Alguns neurocientistas atuais que estudam a evolução do cérebro e das competências que nos tornam especificamente humanos consideram, como hipótese de trabalho, ter sido o sonho a antecâmara da consciência.

Vejamos por partes. Considerando o sono uma função natural que é resultado de um estado funcional particular do cérebro, ele é tão importante para a sua boa saúde como é natural a necessidade de respirar.

Durante o sono, enquanto o corpo restante está em repouso relaxado, o cérebro apresenta uma atividade considerável. Uma dessas atividades em particular caracteriza-se por períodos designados por sono REM (rapid eye movements, ou movimento rápido dos olhos) que, sendo breve, se repete quatro ou cinco vezes durante uma noite de sono. Nestes períodos, sonhamos.

Não cabe aqui analisar nem rever as inúmeras teorias interpretativas sobre os sonhos. Mas há espaço para divulgar a ideia de que, durante a longa noite da evolução da mente humana (em rigor, dos animais com cérebro), esses momentos oníricos (do grego óneiros, que significa sonho) exercitaram a capacidade de o cérebro interligar sensações experienciadas durante o estado de vigília e retidas em memórias, criando composições integradas ou imaginadas mas desligadas do nexo da realidade sensorial.

Estes períodos (sonhos) de composição e integração de memórias aparentemente desconexas podem ter robustecido o tear das vias neuronais que, fora do sono, durante a vigília, se foram consolidando para produzirem uma nova aptidão para o cérebro: a capacidade de gerar pensamentos conscientes e eventualmente independentes da realidade sensorial. Assim o sonho fora a antecâmara da capacidade de pensar concreta ou abstratamente!
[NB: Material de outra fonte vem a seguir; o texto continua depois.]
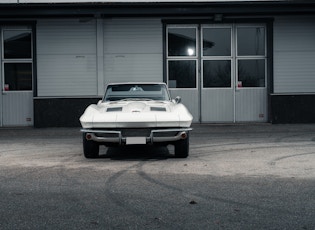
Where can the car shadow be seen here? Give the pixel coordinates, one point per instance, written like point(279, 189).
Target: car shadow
point(135, 152)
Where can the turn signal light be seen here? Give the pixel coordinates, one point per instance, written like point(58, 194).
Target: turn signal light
point(183, 135)
point(88, 136)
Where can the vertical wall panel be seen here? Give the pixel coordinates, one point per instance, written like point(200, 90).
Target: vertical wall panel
point(66, 57)
point(133, 50)
point(294, 54)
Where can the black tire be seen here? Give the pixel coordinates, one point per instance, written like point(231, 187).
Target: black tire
point(182, 148)
point(90, 148)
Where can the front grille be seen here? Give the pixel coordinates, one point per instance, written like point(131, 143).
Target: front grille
point(136, 132)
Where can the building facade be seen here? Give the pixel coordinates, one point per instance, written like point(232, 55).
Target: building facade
point(230, 61)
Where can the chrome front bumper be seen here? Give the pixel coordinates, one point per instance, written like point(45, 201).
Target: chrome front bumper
point(115, 136)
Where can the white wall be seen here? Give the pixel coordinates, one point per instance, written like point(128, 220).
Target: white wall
point(133, 50)
point(66, 57)
point(294, 54)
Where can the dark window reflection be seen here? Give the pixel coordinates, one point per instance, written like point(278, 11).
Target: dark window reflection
point(216, 42)
point(182, 74)
point(17, 44)
point(18, 76)
point(251, 73)
point(251, 41)
point(182, 42)
point(217, 74)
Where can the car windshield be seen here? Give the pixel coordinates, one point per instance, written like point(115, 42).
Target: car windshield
point(136, 92)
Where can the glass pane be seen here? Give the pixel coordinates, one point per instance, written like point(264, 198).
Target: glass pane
point(251, 41)
point(18, 76)
point(182, 42)
point(17, 44)
point(182, 74)
point(217, 74)
point(216, 42)
point(251, 73)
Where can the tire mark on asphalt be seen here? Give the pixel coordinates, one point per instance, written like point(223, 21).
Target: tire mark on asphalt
point(274, 162)
point(148, 178)
point(250, 148)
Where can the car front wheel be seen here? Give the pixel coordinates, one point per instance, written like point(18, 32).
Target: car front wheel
point(182, 148)
point(90, 148)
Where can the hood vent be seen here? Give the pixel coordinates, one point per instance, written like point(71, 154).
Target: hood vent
point(114, 109)
point(159, 109)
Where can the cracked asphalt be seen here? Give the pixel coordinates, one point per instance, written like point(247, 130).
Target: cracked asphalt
point(249, 176)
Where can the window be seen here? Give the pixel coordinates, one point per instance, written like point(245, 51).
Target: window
point(182, 74)
point(216, 42)
point(17, 44)
point(251, 56)
point(17, 59)
point(251, 41)
point(251, 73)
point(182, 57)
point(181, 42)
point(18, 76)
point(217, 74)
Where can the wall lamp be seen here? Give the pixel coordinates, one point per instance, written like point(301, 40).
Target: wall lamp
point(218, 17)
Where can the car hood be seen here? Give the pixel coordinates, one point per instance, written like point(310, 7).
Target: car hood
point(133, 113)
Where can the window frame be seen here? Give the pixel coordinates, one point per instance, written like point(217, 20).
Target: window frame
point(183, 58)
point(16, 60)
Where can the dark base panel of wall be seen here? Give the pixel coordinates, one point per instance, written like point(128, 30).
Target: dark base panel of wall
point(289, 109)
point(60, 112)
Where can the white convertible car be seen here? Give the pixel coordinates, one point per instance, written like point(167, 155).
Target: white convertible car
point(136, 114)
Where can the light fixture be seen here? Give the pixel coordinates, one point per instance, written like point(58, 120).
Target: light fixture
point(218, 17)
point(190, 51)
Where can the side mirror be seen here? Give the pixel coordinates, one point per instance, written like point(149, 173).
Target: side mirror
point(178, 100)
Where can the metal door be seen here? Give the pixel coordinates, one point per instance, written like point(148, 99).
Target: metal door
point(233, 73)
point(16, 77)
point(182, 63)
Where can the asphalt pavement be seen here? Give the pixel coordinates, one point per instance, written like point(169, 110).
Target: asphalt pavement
point(246, 176)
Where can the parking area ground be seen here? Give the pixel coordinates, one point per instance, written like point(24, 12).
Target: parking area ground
point(249, 176)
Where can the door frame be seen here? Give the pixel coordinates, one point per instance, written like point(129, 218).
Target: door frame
point(267, 23)
point(17, 26)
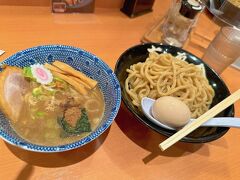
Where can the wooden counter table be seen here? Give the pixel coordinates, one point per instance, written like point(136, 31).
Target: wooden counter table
point(128, 149)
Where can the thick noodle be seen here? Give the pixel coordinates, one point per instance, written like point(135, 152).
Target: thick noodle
point(165, 75)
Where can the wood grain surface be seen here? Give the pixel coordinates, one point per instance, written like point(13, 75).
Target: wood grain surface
point(128, 149)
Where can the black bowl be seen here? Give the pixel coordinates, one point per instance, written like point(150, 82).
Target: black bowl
point(139, 53)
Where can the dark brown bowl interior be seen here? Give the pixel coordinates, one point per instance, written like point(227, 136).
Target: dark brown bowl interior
point(139, 53)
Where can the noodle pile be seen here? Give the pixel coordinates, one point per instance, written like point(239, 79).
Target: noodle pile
point(165, 75)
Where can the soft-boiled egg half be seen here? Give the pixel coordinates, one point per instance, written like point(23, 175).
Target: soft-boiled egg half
point(171, 111)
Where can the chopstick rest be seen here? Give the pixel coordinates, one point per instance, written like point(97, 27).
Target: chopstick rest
point(199, 121)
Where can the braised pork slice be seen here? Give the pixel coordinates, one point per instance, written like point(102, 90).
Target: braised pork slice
point(13, 87)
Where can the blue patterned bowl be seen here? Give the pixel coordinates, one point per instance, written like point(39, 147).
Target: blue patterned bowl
point(82, 61)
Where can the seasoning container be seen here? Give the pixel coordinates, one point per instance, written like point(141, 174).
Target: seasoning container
point(179, 22)
point(133, 8)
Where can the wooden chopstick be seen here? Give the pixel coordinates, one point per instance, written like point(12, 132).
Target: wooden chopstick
point(199, 121)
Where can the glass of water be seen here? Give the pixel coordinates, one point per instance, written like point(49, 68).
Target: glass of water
point(224, 49)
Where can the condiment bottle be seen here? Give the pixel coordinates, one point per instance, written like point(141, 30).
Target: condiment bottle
point(179, 22)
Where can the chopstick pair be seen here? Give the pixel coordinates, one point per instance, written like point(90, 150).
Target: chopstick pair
point(199, 121)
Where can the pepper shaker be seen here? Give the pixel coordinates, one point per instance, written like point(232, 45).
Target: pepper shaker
point(179, 22)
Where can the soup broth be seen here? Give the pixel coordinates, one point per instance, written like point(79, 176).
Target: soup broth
point(38, 120)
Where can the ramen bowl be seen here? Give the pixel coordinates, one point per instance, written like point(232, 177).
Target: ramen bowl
point(82, 61)
point(139, 53)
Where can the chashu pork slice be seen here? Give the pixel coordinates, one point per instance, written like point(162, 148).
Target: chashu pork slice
point(13, 87)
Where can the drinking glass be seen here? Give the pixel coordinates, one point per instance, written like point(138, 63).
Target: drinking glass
point(224, 49)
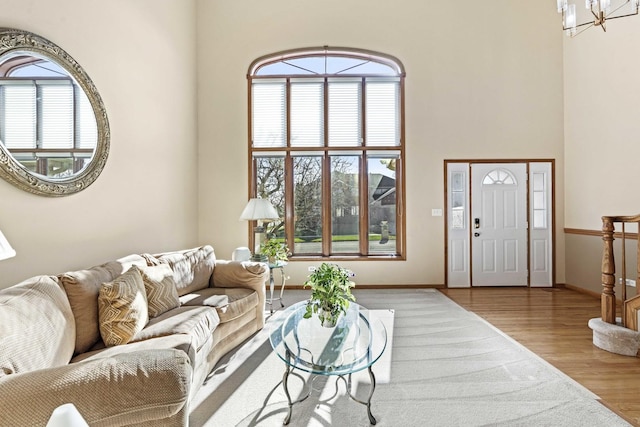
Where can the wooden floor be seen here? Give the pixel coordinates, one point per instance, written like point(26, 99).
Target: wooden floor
point(553, 324)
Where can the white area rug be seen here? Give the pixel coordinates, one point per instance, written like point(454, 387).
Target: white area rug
point(444, 366)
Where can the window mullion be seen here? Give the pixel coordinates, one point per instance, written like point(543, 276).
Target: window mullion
point(326, 205)
point(363, 178)
point(326, 179)
point(364, 204)
point(289, 201)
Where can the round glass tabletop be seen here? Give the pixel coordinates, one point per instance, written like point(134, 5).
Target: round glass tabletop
point(355, 343)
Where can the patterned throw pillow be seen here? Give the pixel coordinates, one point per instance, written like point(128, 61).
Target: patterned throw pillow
point(122, 308)
point(162, 294)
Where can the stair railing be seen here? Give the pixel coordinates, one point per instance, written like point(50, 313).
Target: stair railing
point(608, 297)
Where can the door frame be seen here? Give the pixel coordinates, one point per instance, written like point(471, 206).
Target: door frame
point(550, 198)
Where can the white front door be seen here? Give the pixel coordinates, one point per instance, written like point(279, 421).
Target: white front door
point(499, 249)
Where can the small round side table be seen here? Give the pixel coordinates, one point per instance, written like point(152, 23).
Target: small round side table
point(278, 265)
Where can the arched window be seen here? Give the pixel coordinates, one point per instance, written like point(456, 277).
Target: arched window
point(499, 177)
point(326, 147)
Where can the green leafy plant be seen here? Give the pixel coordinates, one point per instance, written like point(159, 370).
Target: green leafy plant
point(275, 250)
point(330, 293)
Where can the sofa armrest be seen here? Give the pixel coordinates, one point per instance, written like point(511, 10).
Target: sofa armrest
point(123, 389)
point(243, 274)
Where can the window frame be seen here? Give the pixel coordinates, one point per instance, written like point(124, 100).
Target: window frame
point(288, 152)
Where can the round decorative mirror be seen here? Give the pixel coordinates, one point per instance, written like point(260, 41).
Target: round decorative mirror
point(54, 132)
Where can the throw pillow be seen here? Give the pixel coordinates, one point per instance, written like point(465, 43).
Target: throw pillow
point(162, 294)
point(122, 308)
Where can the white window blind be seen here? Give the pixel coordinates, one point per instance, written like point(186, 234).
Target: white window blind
point(18, 126)
point(86, 126)
point(269, 113)
point(345, 129)
point(382, 112)
point(57, 115)
point(307, 113)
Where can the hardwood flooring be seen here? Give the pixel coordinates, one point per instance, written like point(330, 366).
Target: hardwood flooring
point(553, 324)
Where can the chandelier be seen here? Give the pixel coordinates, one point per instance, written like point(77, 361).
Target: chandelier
point(597, 13)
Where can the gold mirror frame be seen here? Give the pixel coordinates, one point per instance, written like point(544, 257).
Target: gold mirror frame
point(12, 40)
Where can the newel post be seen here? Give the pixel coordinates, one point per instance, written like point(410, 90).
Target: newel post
point(608, 298)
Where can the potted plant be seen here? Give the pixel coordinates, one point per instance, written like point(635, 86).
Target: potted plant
point(275, 250)
point(330, 293)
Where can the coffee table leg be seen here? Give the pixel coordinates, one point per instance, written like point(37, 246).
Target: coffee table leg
point(372, 419)
point(285, 385)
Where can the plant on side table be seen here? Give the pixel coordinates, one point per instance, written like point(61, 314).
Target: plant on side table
point(330, 293)
point(275, 250)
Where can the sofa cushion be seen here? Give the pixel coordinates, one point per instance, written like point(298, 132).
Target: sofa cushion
point(197, 322)
point(35, 319)
point(82, 288)
point(230, 303)
point(192, 268)
point(122, 308)
point(161, 290)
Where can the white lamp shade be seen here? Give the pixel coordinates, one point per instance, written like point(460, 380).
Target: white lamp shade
point(66, 415)
point(6, 251)
point(259, 209)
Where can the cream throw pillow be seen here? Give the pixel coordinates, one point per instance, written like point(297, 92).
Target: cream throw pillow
point(162, 294)
point(122, 308)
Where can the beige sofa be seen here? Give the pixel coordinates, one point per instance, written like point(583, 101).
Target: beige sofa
point(56, 345)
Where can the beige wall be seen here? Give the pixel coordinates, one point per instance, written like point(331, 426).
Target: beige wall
point(484, 80)
point(142, 56)
point(602, 129)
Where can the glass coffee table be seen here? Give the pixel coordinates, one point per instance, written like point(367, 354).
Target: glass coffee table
point(354, 344)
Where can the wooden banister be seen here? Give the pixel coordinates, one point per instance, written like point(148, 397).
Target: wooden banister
point(608, 298)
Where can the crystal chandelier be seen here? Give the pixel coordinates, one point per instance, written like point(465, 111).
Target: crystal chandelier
point(598, 12)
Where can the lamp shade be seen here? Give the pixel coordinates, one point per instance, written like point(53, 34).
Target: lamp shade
point(6, 251)
point(259, 209)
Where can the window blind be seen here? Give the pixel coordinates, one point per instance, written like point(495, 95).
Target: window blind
point(382, 112)
point(268, 113)
point(57, 116)
point(345, 118)
point(307, 113)
point(18, 129)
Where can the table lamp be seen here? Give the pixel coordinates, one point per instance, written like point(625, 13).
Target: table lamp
point(259, 210)
point(6, 251)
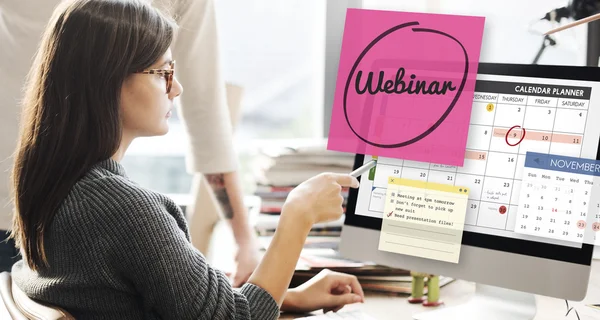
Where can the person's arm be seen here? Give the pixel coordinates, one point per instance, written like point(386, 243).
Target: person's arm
point(206, 116)
point(228, 191)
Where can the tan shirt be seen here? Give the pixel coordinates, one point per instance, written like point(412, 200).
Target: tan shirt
point(203, 103)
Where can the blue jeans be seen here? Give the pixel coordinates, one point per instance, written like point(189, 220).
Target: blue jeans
point(8, 253)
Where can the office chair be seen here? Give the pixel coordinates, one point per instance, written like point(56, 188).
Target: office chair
point(18, 306)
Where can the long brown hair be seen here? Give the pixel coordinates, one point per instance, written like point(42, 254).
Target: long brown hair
point(71, 118)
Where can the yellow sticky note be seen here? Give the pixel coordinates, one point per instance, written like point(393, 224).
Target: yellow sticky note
point(424, 219)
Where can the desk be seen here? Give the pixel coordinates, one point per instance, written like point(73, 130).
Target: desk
point(384, 307)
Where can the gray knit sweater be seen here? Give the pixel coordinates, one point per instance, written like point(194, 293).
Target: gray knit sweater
point(119, 251)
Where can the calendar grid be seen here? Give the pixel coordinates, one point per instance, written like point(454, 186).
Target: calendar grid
point(493, 169)
point(479, 203)
point(512, 184)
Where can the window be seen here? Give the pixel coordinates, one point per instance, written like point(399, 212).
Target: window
point(513, 30)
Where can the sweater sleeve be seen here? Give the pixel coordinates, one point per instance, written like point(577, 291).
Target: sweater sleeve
point(148, 248)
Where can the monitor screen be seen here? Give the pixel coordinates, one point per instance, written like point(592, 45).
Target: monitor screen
point(557, 106)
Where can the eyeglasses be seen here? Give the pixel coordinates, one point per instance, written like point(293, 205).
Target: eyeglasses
point(167, 73)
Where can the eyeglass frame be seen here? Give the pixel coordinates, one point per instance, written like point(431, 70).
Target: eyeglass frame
point(169, 74)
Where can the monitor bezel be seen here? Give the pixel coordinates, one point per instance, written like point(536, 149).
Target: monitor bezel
point(581, 255)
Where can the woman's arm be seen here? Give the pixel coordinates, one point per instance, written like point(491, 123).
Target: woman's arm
point(316, 200)
point(228, 191)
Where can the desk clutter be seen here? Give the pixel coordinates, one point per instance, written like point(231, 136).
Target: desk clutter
point(279, 169)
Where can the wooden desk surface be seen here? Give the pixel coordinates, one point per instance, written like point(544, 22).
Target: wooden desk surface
point(384, 307)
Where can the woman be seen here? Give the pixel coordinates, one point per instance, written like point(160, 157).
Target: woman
point(97, 244)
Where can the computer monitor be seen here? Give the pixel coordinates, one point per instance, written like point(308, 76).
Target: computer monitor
point(499, 260)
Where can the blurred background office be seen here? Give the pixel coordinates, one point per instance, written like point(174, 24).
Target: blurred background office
point(277, 50)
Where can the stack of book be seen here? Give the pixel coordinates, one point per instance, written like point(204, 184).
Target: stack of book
point(282, 168)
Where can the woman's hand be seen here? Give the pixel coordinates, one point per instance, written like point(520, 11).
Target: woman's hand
point(318, 199)
point(327, 290)
point(246, 260)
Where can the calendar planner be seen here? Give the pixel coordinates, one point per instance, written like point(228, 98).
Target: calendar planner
point(510, 117)
point(555, 196)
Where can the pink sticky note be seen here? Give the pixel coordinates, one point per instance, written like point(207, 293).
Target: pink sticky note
point(405, 85)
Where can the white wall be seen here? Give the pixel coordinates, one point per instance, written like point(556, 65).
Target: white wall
point(508, 35)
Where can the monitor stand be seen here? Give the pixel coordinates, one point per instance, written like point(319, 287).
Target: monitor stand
point(489, 303)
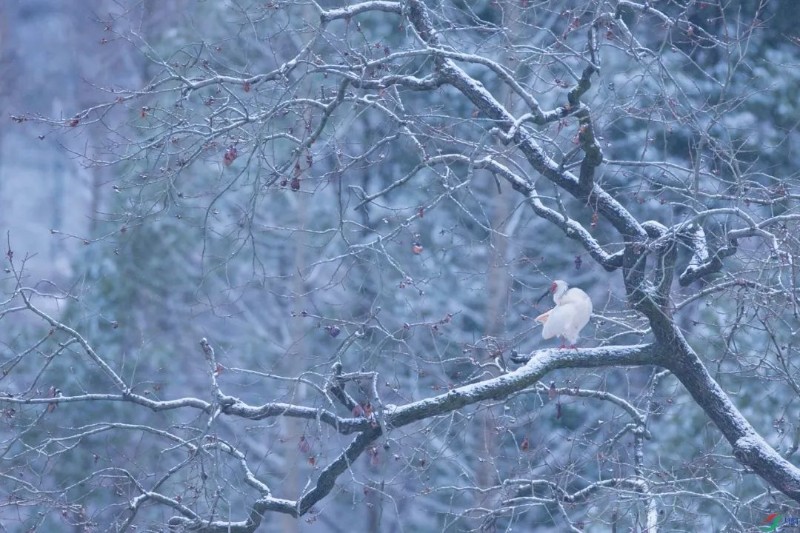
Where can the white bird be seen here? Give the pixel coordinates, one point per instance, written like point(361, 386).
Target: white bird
point(569, 316)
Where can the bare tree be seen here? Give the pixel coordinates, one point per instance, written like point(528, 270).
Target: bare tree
point(312, 280)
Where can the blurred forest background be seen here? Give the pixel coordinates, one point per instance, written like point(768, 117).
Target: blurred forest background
point(143, 235)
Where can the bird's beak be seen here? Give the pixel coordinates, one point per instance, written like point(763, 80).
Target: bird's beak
point(543, 295)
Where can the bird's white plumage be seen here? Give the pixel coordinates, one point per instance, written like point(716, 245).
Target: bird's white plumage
point(569, 316)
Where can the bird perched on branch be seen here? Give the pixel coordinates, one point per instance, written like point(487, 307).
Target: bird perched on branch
point(569, 316)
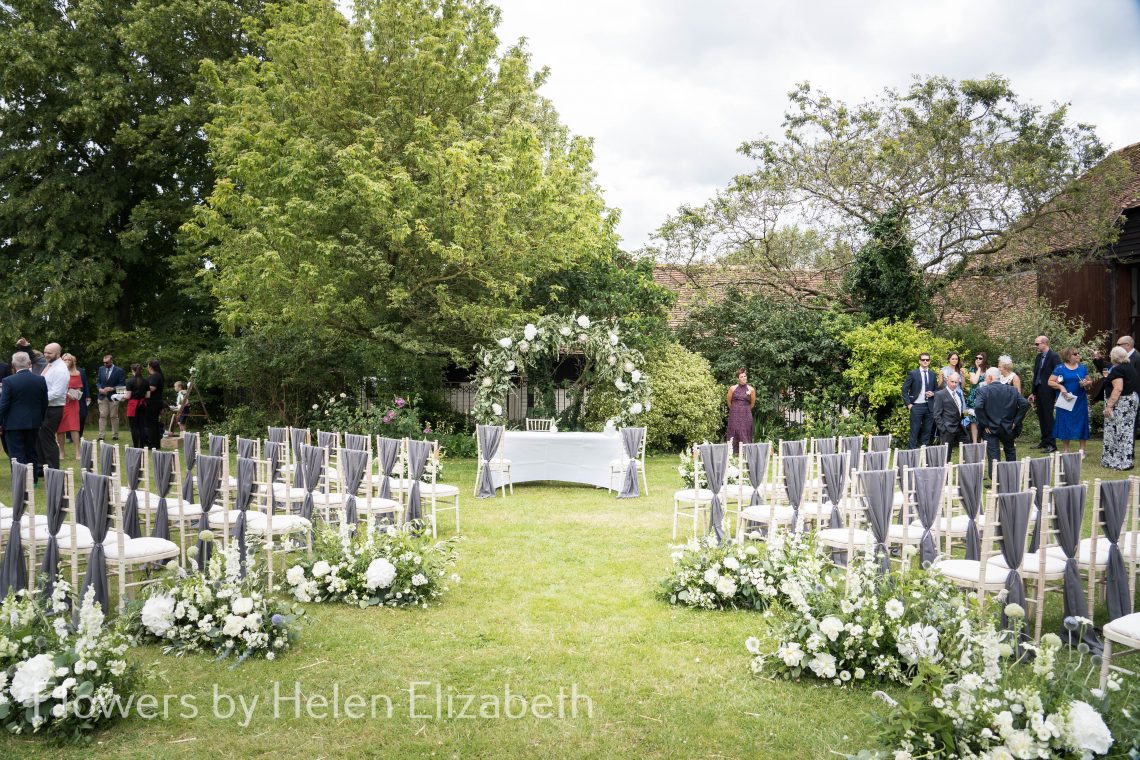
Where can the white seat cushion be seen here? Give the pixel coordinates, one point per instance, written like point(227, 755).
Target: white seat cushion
point(138, 549)
point(845, 537)
point(1055, 566)
point(1124, 629)
point(693, 495)
point(967, 571)
point(763, 514)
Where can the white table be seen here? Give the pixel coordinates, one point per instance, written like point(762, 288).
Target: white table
point(567, 457)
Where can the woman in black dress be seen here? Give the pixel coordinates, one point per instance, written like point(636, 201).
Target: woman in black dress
point(136, 406)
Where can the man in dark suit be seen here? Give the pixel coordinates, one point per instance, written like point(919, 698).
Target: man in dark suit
point(23, 405)
point(1042, 394)
point(1000, 410)
point(918, 391)
point(949, 410)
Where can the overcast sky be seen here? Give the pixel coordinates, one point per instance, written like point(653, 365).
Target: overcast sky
point(669, 89)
Investigar os sonhos sempre foi um tema interessante e por vezes decisivo para o destino de civilizações. Por isso, é com entusiasmo que se divulga o artigo que uma equipa de investigadores japoneses publicou, na edição online de dia 4 de Abril da revista Science.

Nele são apresentados os resultados do estudo efetuado por imagiologia por ressonância magnética funcional (fMRI) de pessoas a sonhar. Através do uso de um algoritmo para isso desenvolvido, os investigadores foram capazes de descodificar a atividade cerebral e prever com uma precisão de cerca de 60% as imagens que as pessoas estudadas estiveram a sonhar.

Esta visualização dos sonhos, agora possível pelo grande desenvolvimento verificado nas técnicas de imagiologia cerebral nas últimas décadas, poderá permitir novas ferramentas de diagnóstico de perturbações e patologias numa maior aproximação a cada caso individual. Na realidade, esta nova ferramenta permite dizer-nos que não sabemos ainda o que vamos encontrar, que ilhas ou continentes os neurocientistas vão descobrir no mar dos sonhos.

A publicação deste artigo surge na mesma semana em que os EUA, pela pessoa do seu Presidente Barack Obama, acabam de anunciar o orçamento (100 milhões de dólares para o ano 2014) para um novo e ambicioso programa de investigação em neurociências.

O projeto, apresentado pela designação “Brain Research Through Advancing Innovative Neurotechnologies”, ou simplesmente “BRAIN”, visa “acelerar o desenvolvimento e aplicação de novas tecnologias que permitam aos investigadores produzir imagens dinâmicas do cérebro, mostrando como as células individuais e os sistemas neurais complexos interagem à velocidade do pensamento”.

Abrem-se novos meios para descobrir o futuro do conhecimento. É o cérebro a decidir conhecer-se a si próprio. A desvendar o sonho imemorial da nossa evolução.